In this, our next exciting installment of STM32 and Rust for USB device drivers, we're going to look at what the STM32 calls the 'packet memory area'. If you've been reading along with the course, including reading up on the datasheet content then you'll be aware that as well as the STM32's normal SRAM, there's a 512 byte SRAM dedicated to the USB peripheral. This SRAM is called the 'packet memory area' and is shared between the main bus and the USB peripheral core. Its purpose is, simply, to store packets in transit.

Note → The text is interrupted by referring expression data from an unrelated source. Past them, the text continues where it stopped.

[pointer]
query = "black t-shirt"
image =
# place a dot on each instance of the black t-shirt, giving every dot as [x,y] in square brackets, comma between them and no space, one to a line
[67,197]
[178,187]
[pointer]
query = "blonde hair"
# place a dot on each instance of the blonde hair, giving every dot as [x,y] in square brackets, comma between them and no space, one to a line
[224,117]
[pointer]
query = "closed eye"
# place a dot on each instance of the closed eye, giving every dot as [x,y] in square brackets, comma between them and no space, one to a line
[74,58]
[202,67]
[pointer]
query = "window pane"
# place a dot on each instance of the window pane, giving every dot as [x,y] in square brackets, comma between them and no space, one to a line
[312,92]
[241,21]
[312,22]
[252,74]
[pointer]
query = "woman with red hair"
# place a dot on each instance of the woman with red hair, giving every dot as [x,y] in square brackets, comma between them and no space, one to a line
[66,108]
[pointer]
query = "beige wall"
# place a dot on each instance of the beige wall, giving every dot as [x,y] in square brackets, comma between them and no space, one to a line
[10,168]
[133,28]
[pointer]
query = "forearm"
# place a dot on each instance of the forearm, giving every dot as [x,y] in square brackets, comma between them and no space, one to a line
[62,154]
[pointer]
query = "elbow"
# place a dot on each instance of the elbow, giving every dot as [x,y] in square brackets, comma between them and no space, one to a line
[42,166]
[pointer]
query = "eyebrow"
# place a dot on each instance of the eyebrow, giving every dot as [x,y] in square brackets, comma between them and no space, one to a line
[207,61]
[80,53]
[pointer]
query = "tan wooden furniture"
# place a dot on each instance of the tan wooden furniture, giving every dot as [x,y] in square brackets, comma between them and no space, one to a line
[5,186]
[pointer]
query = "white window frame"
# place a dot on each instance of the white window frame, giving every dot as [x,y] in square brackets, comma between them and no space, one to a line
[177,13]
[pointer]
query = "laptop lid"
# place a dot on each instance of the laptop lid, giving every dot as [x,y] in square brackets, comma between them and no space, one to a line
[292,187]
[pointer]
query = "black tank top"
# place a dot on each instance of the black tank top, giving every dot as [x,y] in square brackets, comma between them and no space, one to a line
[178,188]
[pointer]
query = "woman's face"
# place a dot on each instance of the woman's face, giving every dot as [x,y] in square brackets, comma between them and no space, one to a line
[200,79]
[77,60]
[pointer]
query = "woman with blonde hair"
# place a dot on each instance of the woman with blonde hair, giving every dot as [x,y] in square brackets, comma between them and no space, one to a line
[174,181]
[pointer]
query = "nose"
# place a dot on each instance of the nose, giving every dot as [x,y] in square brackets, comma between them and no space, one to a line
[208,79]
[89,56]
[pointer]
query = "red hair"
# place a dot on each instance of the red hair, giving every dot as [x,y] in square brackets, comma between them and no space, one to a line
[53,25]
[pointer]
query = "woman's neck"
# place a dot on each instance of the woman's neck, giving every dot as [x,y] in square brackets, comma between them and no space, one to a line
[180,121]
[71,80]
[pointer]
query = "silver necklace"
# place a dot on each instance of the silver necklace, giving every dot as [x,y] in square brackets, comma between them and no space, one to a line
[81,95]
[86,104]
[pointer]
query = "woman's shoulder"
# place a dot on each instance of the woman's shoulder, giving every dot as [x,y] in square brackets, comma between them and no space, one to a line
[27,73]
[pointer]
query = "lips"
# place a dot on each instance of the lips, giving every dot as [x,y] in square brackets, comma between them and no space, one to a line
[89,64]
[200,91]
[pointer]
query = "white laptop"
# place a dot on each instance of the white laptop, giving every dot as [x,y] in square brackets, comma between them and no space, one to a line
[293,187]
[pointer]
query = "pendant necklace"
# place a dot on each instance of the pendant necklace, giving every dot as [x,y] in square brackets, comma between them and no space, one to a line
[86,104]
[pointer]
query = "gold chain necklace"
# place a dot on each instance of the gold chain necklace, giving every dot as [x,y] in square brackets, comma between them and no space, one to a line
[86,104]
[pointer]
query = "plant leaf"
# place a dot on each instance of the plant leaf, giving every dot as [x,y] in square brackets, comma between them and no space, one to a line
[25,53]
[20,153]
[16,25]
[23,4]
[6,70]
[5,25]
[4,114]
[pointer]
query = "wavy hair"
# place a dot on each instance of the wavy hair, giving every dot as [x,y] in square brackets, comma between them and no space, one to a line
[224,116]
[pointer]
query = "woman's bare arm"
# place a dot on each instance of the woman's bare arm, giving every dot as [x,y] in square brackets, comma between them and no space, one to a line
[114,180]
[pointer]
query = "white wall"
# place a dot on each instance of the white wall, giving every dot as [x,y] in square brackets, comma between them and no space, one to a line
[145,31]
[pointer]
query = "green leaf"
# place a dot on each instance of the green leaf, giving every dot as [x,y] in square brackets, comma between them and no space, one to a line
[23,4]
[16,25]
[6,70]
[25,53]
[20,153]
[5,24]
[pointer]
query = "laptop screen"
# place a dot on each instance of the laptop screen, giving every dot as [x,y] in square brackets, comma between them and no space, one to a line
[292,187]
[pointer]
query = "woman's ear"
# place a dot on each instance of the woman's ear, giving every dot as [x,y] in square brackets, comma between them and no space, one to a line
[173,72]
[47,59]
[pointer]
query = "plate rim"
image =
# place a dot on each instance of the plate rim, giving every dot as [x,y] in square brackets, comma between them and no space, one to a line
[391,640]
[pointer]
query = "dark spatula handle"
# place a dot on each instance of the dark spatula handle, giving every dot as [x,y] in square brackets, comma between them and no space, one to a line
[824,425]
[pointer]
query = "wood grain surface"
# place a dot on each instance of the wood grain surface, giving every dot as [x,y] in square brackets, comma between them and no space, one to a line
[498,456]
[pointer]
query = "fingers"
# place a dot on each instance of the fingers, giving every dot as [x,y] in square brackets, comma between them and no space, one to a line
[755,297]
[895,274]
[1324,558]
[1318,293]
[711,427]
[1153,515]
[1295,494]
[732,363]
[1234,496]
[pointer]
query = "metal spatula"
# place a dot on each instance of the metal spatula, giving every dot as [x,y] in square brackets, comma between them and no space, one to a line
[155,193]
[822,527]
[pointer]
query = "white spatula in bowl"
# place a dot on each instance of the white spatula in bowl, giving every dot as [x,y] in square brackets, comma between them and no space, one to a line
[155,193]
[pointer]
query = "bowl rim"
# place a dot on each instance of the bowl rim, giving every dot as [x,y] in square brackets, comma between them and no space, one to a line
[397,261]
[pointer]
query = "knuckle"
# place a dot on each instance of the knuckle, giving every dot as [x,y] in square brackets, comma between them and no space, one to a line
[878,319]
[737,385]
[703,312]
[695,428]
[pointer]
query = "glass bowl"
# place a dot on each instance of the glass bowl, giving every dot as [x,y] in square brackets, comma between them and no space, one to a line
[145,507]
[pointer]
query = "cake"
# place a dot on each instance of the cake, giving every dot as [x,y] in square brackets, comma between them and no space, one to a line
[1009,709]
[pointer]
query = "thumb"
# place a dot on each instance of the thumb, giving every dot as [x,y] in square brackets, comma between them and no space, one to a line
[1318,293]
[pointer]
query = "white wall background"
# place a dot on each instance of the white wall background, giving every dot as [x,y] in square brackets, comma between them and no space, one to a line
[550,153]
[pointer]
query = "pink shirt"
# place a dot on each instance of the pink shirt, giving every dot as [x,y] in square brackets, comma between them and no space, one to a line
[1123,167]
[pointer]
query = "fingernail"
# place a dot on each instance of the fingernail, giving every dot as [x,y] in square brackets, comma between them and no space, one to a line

Both those IN to the host (so stored queued for transmission) or OUT from the host (so stored, queued for the application to extract and consume).

It's time to actually put hand to keyboard on some Rust code, and the PMA is the perfect starting point, since it involves two basic structures. Packets are the obvious first structure, and they are contiguous sets of bytes which for the purpose of our work we shall assume are one to sixty-four bytes long. The second is what the STM32 datasheet refers to as the BTABLE or Buffer Descriptor Table. Let's consider the BTABLE first.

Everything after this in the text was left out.